A rare orchid has been discovered on Oronsay, a small tidal island off the west coast of Scotland. RSPB volunteers surveying the island for marsh fritillary butterflies discovered 160 Irish lady’s tresses orchids, which have never before been recorded there. For a plant that grows at few sites in the UK and Ireland this is a significant find.
“We spotted all these white flowering spikes coming out of the ground,” says volunteer Gill Watts, who found the orchids with her husband Richard. “We thought at first they might be a more common orchid, but after checking with the RSPB reserve manager, we managed to positively identify them. They’re amazingly beautiful flowers, with a musky vanilla fragrance.”

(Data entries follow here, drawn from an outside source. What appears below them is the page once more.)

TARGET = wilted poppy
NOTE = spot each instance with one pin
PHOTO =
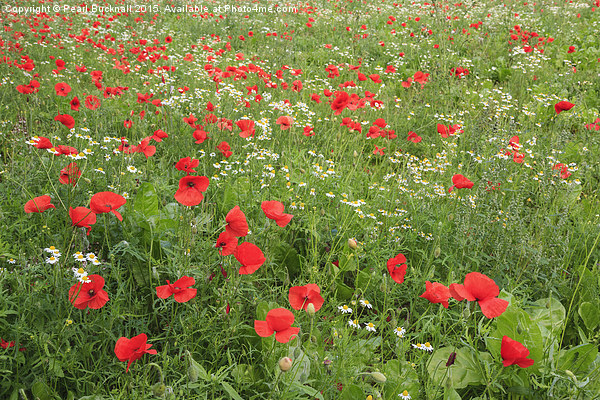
(69, 174)
(278, 321)
(104, 202)
(250, 256)
(132, 349)
(226, 243)
(62, 89)
(285, 122)
(39, 204)
(66, 120)
(514, 352)
(180, 289)
(191, 188)
(436, 293)
(89, 294)
(563, 106)
(82, 217)
(397, 268)
(301, 296)
(274, 210)
(460, 182)
(236, 222)
(187, 164)
(480, 288)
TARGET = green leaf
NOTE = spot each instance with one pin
(146, 200)
(518, 325)
(352, 392)
(231, 391)
(465, 370)
(578, 359)
(42, 391)
(590, 315)
(549, 314)
(312, 392)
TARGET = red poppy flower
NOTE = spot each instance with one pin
(39, 204)
(460, 182)
(104, 202)
(191, 188)
(340, 102)
(180, 289)
(285, 122)
(224, 148)
(159, 135)
(69, 174)
(236, 222)
(513, 352)
(200, 136)
(62, 89)
(226, 243)
(66, 120)
(301, 296)
(82, 217)
(92, 102)
(397, 267)
(187, 164)
(436, 293)
(250, 256)
(247, 127)
(75, 104)
(132, 349)
(274, 210)
(308, 131)
(480, 288)
(563, 106)
(42, 143)
(413, 137)
(278, 321)
(65, 150)
(89, 294)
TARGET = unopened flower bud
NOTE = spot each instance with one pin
(159, 389)
(378, 377)
(285, 363)
(352, 244)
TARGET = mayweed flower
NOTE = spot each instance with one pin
(370, 327)
(345, 309)
(405, 395)
(400, 331)
(354, 323)
(427, 346)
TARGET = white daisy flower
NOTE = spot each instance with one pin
(365, 303)
(345, 309)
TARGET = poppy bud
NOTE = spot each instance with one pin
(378, 377)
(352, 244)
(158, 389)
(285, 363)
(310, 309)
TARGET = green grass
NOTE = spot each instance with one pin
(532, 231)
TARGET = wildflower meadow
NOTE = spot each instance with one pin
(319, 199)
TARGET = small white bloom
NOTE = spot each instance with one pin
(365, 303)
(345, 309)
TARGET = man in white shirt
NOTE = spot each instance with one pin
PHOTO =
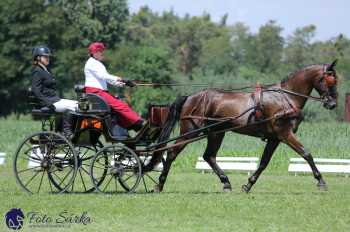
(96, 78)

Oronsay nature reserve has been conserved and managed to provide homes for corncrakes, choughs and devil’s bit scabious. It’s thought that these conditions must have been just right for the orchids, which have probably been dormant for years. Named for its pale, tightly bunched flowers, which resemble plaited hair. the orchid is a specially protected species.
Deborah Long from Plantlife, adds: “Plantlife have been working on this species for over 10 years and with new research indicating the extreme fragility of its populations in Scotland, to find a new population on an RSPB reserve inspires hope for the future of the species. Given appropriate management, it just shows that Irish lady’s-tresses orchids can come back to their homeland.”